The Bulls were ultimately outscored 31-19 in the fourth quarter, dropping their fourth-quarter net rating to a putrid -10.7, which ranks 27th in the NBA, per NBA.com. Their defense has certainly been problematic in the final frame (106.8 DRtg, 18th), which is something Butler has harped on time and time again, and did again last night.
But Butler doesn’t seem to think there’s much of an issue with the team’s offense, and that’s flat out wrong:
Jimmy Butler: “Offense has never been a problem this entire season. It’s always been the other end of the floor."
— Sean Highkin (@highkin) December 6, 2016
Chicago has scored just 96.2 points per 100 possessions in the fourth quarter this season, which is 28th in the league, and the 36.2 percent mark from the field is BY FAR the worst mark in the NBA.
The picture is much, much uglier if we look at the last nine games (since the win in Utah), in which the Bulls are 3-6. In those nine games, Chicago posted a fourth-quarter offensive rating under 83, also by far the worst mark in the league. Not surprisingly, their 34.9 eFG% and 41.4 TS% are also by far the worst in the league over that span.
So why have the Bulls been so bad in the fourth quarter this season, and especially during this recent rough patch? There are a few explanations:
- The Bulls’ lack of three-point shooting is coming back to bite them. While the Bulls are literally at the bottom of the league in all three traditional three-point stats overall, they’re middle of the pack in attempts in the fourth quarter. The problem is they’re making just 26.9 percent of those attempts, worst in the NBA. And in the last nine games? 21.5 percent.
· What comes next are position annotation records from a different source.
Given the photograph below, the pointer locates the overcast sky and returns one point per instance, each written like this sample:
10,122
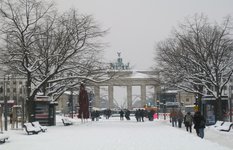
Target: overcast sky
137,25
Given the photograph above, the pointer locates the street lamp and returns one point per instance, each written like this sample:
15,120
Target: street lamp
5,101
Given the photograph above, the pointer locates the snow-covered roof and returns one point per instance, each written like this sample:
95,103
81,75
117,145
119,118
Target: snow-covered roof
136,74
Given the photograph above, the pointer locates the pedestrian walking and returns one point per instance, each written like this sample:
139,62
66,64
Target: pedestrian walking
188,121
180,118
199,124
173,117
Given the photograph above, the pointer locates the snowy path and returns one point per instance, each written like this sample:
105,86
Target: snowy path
114,134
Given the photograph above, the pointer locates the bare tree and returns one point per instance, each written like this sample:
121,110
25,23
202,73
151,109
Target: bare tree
45,47
199,55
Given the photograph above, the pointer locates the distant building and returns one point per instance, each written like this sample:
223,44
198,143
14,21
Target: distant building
119,65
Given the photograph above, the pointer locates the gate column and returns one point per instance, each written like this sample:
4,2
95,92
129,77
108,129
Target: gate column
129,97
110,96
97,96
143,95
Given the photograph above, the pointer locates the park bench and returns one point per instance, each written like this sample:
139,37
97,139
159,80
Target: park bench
226,126
66,121
3,137
218,124
37,124
29,128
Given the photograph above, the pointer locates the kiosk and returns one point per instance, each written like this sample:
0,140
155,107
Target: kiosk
44,111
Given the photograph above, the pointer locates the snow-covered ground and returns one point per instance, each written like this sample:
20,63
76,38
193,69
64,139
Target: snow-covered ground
114,134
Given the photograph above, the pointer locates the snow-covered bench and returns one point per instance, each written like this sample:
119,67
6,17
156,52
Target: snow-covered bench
3,137
225,127
37,124
218,124
66,121
29,128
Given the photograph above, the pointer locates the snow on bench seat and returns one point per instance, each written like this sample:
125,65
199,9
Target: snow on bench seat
37,124
66,121
226,126
3,137
29,128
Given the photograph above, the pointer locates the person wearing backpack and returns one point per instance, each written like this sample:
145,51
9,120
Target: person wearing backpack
188,122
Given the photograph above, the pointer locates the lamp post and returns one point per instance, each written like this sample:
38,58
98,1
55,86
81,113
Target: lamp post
5,101
71,102
230,103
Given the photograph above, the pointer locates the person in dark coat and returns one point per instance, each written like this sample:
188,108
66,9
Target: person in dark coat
180,118
188,122
83,103
121,115
199,124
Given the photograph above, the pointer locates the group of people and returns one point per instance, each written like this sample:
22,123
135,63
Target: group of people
198,120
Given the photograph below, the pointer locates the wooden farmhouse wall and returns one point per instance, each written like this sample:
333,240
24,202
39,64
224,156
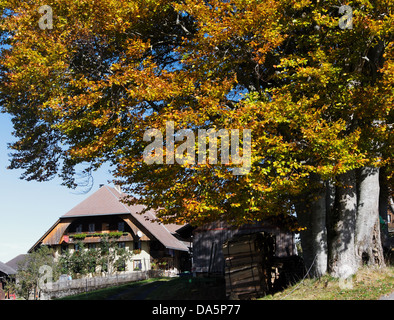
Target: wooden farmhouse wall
208,241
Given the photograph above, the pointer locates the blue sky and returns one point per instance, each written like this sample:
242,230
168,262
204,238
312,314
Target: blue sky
28,208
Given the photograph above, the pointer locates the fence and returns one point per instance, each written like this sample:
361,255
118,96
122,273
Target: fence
64,288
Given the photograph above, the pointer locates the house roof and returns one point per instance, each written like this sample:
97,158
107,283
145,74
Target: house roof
15,263
106,201
6,269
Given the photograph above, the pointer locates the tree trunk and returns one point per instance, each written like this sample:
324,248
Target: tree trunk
311,211
342,222
368,247
384,207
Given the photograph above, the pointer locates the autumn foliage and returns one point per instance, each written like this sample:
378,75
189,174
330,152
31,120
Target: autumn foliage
318,99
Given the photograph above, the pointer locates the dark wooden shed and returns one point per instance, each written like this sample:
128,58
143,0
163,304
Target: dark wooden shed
208,241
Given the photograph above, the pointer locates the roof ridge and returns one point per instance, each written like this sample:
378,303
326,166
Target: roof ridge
117,198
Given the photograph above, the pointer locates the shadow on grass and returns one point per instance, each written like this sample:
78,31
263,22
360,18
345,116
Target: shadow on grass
182,288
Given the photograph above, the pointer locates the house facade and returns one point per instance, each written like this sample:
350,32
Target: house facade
153,244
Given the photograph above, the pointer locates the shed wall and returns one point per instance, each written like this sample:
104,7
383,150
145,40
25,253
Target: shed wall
208,240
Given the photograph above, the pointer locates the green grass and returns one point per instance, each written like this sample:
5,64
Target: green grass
367,284
182,288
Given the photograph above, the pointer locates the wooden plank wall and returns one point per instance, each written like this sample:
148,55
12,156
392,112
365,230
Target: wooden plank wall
208,240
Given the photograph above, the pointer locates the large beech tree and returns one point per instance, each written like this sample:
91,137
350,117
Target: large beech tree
317,97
The amount of attempts would suggest teams are giving them the shot and that they’re settling at times.
- The Bulls don’t have a lot of good shooters, but being THAT bad from three late in games probably has something to do with tired legs. The rotation has been shortened with Doug McDermott and Michael Carter-Williams out, forcing Jimmy into huge minutes and some other players into bigger minutes than you’d like. Also, the bench stinking up the joint certainly contributes to the fourth-quarter woes when there are heavy bench lineups early in the frame.
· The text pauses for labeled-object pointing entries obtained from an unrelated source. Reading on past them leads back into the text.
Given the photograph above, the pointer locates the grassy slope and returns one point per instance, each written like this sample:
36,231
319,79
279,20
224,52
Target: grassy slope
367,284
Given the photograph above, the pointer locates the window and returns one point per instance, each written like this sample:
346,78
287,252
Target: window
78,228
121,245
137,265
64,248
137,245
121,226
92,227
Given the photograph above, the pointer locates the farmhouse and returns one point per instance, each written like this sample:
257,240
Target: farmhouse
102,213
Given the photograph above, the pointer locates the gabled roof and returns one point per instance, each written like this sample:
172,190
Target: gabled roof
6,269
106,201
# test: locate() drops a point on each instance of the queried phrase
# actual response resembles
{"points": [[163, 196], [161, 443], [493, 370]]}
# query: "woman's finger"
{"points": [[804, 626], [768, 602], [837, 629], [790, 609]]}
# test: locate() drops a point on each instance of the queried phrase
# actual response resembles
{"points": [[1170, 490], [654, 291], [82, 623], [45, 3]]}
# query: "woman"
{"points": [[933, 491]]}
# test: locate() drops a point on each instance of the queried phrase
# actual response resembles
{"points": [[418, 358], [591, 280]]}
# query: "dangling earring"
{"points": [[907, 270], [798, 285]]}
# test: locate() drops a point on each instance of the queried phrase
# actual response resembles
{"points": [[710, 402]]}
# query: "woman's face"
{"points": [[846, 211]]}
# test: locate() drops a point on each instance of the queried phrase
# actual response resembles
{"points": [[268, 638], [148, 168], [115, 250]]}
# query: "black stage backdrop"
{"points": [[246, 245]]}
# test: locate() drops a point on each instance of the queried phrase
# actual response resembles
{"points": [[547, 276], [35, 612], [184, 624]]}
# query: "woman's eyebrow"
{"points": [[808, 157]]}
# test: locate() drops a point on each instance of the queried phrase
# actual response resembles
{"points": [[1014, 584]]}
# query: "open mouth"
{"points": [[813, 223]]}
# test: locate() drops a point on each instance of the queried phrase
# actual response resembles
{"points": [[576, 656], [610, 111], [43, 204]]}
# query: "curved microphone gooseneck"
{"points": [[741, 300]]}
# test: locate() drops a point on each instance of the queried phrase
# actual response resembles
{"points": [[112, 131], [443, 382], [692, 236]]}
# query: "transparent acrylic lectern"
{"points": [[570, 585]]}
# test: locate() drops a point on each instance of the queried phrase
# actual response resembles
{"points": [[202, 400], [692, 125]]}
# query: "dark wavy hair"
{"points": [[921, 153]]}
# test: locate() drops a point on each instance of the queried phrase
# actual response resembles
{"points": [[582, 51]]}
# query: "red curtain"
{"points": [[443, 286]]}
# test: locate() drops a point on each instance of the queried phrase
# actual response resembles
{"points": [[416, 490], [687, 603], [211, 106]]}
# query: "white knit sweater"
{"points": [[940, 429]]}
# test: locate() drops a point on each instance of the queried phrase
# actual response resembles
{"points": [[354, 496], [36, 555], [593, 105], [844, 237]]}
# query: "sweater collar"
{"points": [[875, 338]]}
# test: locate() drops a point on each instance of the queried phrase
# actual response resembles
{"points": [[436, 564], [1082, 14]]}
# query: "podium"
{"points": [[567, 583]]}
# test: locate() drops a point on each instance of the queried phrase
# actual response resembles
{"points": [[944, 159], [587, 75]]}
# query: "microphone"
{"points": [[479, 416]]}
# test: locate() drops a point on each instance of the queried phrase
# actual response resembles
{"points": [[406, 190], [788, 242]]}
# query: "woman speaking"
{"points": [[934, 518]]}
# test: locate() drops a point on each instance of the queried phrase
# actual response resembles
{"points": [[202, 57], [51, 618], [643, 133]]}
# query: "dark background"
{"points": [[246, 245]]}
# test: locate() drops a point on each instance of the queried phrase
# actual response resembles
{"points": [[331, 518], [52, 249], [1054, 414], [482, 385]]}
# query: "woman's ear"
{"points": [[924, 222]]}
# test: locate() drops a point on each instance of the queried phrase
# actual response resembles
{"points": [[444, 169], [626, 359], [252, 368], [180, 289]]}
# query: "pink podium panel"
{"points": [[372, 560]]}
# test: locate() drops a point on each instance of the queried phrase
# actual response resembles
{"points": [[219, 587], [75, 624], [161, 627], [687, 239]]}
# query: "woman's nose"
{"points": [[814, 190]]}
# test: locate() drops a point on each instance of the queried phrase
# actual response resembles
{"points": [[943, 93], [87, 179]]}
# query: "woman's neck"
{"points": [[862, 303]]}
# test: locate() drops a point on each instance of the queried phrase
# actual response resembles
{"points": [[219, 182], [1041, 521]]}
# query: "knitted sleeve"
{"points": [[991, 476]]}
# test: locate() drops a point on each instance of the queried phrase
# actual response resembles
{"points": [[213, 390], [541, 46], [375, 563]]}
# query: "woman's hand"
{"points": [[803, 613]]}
- The prior two points likely play a role in Butler’s rather poor fourth-quarter shooting percentage of just over 37. He’s worn down by the end of games because of the heavy burden, and the shrunken floor plus a slowed-down game against defenses keyed on him means more difficult shots. His decision-making has been notably spotty at times in the clutch, and part of that is due to some of the different looks he’s been getting from defenses.
- The Bulls’ massive offensive rebounding advantage has been mitigated in the fourth quarters of late. They’re just 11th in offensive rebound percentage over the last nine, and that’s a huge part of how they’re effective. They also don’t have as much of a free throw advantage in the fourth quarter.
- Rondo has been an absolute dumpster fire. The Bulls have been outscored by 15.8 points per 100 possessions in the fourth quarter with Rondo on the floor (Robin Lopez’s number is somehow worse), and the point guard is shooting just over 27 percent from the field. The Rondo/Wade/Butler trio has been outscored by 14.7 points per 100 possessions in 47 fourth-quarter minutes. That’s still a small sample size, but it downright stinks.
I could keep going and going here with some of these ghastly stats, but I think you get the point. The Bulls are bad in the fourth quarter and should feel bad. Getting healthy should help some of these issues, but this team still has fundamental problems on both sides of the ball that’ll affect them when the game is on the line. They’ll need to figure those out if they want to make any serious noise.